Cette fanfic compte déjà 107 paragraphes
Nullement surprise par cette demande inattendue , la jeune femme part à la recherche des deux journaux demandés sous le regard médusé de Tina . Le charme de Bette est toujours aussi magique !
Elle revient quelques minutes plus tard avec les exemplaires en main.
« Voilà madame , bonne lecture et bonne nuit !
- Merci . A demain . A quelle heure le petit déjeuner ? Et le numéro de notre chambre ?
- A partir de 7 heures . Vous avez la chambre 105 .»
Bette prend les deux journaux , fait signe à Tina et elle commence à monter l’escalier avec Tina sur ses talons , une Tina toujours muette ! Cette demande lui parait si incongrue !

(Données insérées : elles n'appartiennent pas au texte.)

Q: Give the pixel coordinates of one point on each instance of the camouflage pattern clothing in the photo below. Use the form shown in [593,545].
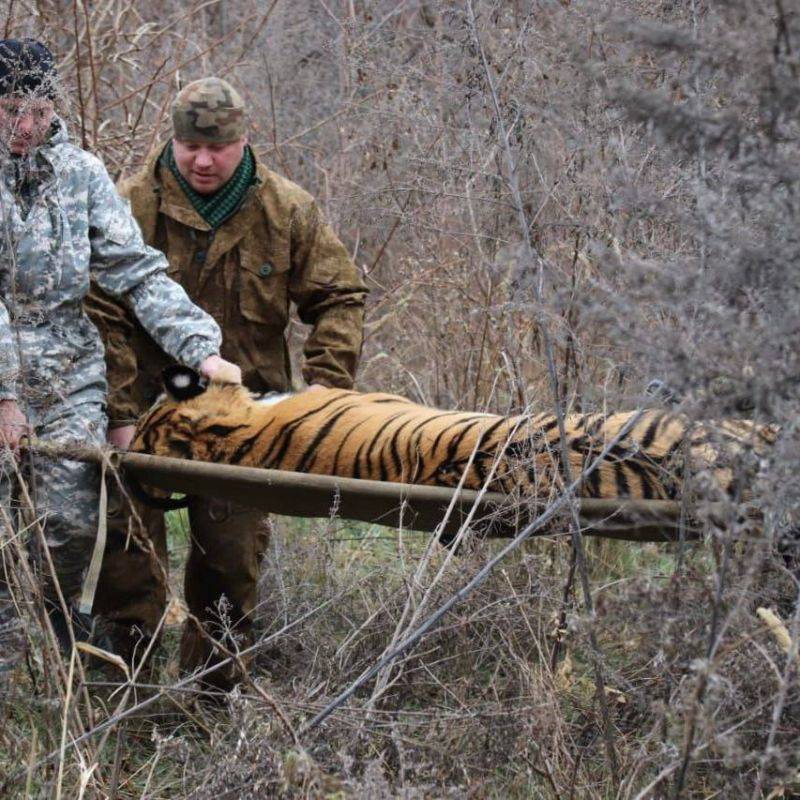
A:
[208,110]
[62,221]
[274,250]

Mais une fois la porte de la chambre franchie , elle ne peut retenir sa curiosité plus longtemps .
« Bette , peux-tu m’expliquer ce désir soudain de lire le journal ? J’avoue que cette demande m’a fortement étonnée ! Et puis , quel est-ce sourire langoureux envers elle ? La grande séductrice Bette Porter serait-elle de retour avec ce semblant de liberté retrouvé ? demande -t- elle une pointe de jalousie soudaine dans la voix.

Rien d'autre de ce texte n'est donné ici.